BIG KID NOW: Am I crazy or do we have way too many dollar stores?

The city's Economic Developer Joe Mannarino says there are 12; I feel it's more like 50.
by: Emily Blackwood News Editor

Last week I was told — either through a dream or in an email I accidentally deleted — that a Wawa was going to replace the recently demolished Cheaters Gentlemen's Club on North U.S. 1. 

Thrilled with the idea, I immediately called up the city's Economic Developer Joe Mannarino for a confirmation. My heart literally sank when he told me that there was not going to be a Wawa, but another Dollar General. 


Frustrated and hangry (hungry + angry), I ranted about my misfortunes to my friend, Madeline. She agreed with my stance on Ormond not needing another dollar store, and through our combined mathematical efforts (yikes), we figured out that Ormond already has 17.  

I harassed Joe for what was probably the fifth time this week (sorry, there's a fruit basket en route to city hall), and he guessed there were 12 dollar stores within our city limits. According to Google Maps, there are a total of 10: three Dollar Generals, two Dollar Trees, four Family Dollars and one A&G Dollar Store. 

So really, who knows. 

Though the number isn't definite, I'd say anything over five seems a bit excessive. Now I love a bargain — dollar stores are where I exclusively buy my tealight candle packs — but Ormond is not that big, and I think we've passed our limit. 

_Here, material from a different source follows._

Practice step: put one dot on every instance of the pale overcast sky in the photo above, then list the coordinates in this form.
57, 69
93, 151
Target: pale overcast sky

"It's an indicator of the market," Joe explained to me in the "Emily calm down" voice my dad always uses. "We're not recruiting them, but obviously there is a market for them because they're here." 

Self-described as a "free market kind of guy," Joe said that though it's hard to determine exactly why so many dollar stores are here, it might have something to do with the fact that it's not just Ormond folk we need to take into consideration. Residents of Holly Hill and unincorporated Volusia County might also be frequenting these stores. 

"There's also the retired population who are on a fixed income who shop there," he said. "They're looking for value." 

And once again, I was reminded that it's not all about me. 

I know when construction is happening, there's always a hope inside us that it's going to be something cool and beneficial to our own personal needs and wants. But the best part about living in a community like Ormond is that it's not just your community. It's everybody's. 

While your dream might be to have a Target within walking distance to your house, it could be your neighbor's to have a Dollar General on the way home from work. Our city may be small, but I think there's enough room for each of us to have something we can be excited about.